La Cour de cassation s'est récemment prononcée, une nouvelle fois, sur le régime du droit à indemnisation d'un agent immobilier mandaté en vente par un client. Et cela donne quoi ?

Où un client refuse de signer un compromis... Dans une affaire, le propriétaire d'un terrain confie à un agent immobilier un mandat exclusif de vente, avec honoraires charge vendeur. Le mandat comporte notamment une clause, assortie d'une clause pénale, aux termes de laquelle « le mandant s'engage à ratifier la vente à tout acquéreur qui lui sera présenté par le mandataire, aux conditions, prix et charges précisés par ce mandat ».

L'agent immobilier informe son client qu'il a trouvé un acquéreur au prix du mandat. Mais le mandant refuse de signer une promesse de vente. L'agent immobilier décide donc de l'assigner en paiement de dommages-intérêts, en application de la clause pénale stipulée au mandat.

En appel, les juges accueillent la demande indemnitaire de l'agent immobilier, en soulignant que le vendeur a refusé de donner suite à l'offre d'achat formulée aux conditions du mandat, sans justifier d'un autre motif que sa décision de ne plus vendre le bien.

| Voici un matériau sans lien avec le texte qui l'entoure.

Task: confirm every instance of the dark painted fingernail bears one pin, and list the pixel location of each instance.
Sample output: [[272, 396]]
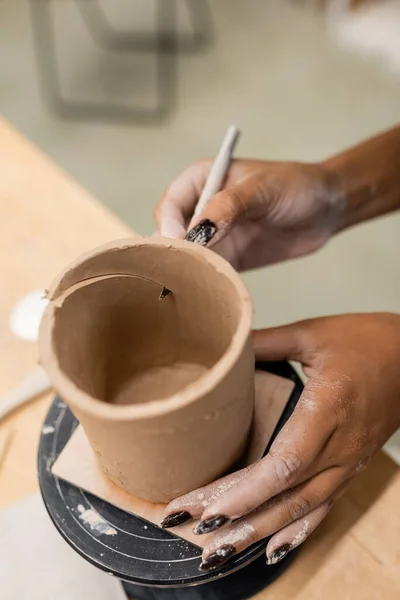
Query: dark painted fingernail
[[175, 519], [209, 525], [202, 233], [278, 554], [164, 293], [218, 558]]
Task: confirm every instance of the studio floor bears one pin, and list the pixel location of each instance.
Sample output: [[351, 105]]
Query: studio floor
[[276, 70]]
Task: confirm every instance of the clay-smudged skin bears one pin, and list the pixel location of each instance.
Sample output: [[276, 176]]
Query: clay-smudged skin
[[161, 379]]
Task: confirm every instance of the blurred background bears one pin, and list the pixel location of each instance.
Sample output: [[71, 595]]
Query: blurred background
[[124, 94]]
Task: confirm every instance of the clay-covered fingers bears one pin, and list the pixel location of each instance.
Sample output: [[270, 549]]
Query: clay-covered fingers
[[296, 533], [294, 457], [176, 207], [192, 505], [244, 200], [241, 196], [294, 514]]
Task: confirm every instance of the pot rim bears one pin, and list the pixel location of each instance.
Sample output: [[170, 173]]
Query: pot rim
[[96, 407]]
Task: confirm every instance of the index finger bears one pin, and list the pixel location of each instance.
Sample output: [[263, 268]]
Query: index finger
[[294, 457], [175, 209]]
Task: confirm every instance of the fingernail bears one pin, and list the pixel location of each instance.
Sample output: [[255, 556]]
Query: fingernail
[[175, 519], [218, 558], [209, 525], [278, 554], [202, 233]]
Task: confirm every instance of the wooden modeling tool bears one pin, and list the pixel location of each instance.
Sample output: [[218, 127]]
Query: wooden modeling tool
[[216, 177]]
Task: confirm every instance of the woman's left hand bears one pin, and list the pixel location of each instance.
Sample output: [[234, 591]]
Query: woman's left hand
[[349, 407]]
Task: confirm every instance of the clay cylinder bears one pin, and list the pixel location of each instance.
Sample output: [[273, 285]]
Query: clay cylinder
[[163, 388]]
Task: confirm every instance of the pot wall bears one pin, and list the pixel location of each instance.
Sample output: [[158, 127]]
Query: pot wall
[[163, 388]]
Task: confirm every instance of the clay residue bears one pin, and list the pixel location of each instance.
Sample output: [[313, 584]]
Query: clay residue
[[95, 521]]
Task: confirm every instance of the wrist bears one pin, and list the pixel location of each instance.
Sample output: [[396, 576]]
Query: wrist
[[367, 178]]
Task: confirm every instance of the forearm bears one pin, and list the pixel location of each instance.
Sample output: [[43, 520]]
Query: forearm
[[369, 177]]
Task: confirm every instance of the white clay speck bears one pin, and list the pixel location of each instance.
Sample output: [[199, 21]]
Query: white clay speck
[[301, 536], [26, 316], [95, 521]]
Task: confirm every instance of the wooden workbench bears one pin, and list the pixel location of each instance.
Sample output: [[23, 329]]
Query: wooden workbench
[[46, 220]]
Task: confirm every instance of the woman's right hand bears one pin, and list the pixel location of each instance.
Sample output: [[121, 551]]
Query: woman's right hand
[[273, 211]]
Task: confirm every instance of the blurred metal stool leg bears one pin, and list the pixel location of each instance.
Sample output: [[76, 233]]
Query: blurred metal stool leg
[[165, 44]]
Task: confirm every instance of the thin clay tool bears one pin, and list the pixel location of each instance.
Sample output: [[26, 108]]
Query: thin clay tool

Un nouvel arrêt à méditer... Dans la droite ligne de son arrêt du 14 novembre 2018 (A&C Immobilier, 14e année, n° 14, p. 1), la Cour de cassation a récemment censuré l’arrêt d’appel, au titre de la loi Hoguet, au vu du principe suivant : « Aucune somme d'argent n'est due, à quelque titre que ce soit, à l'agent immobilier avant que l'opération pour laquelle il a reçu un mandat écrit ait été effectivement conclue et constatée dans un seul acte contenant l'engagement des parties ; qu'un tel mandat ne permettant pas à l'intermédiaire qui l'a reçu d'engager le mandant pour l'opération envisagée à moins qu'une clause ne l'y autorise expressément, le refus de ce dernier de réaliser cette opération aux conditions convenues dans le mandat ne peut lui être imputé à faute pour justifier sa condamnation au paiement de dommages-intérêts, hormis s'il est établi que le mandant a conclu l'opération en privant le mandataire de la rémunération à laquelle il aurait pu légitimement prétendre ».

En l’espèce, la « vente n’avait pas été effectivement conclue, de sorte que l'agent immobilier ne pouvait se prévaloir » des dispositions de la clause pénale litigieuse (Cass. 3e civ. 12.12.2018 n° 17-10417).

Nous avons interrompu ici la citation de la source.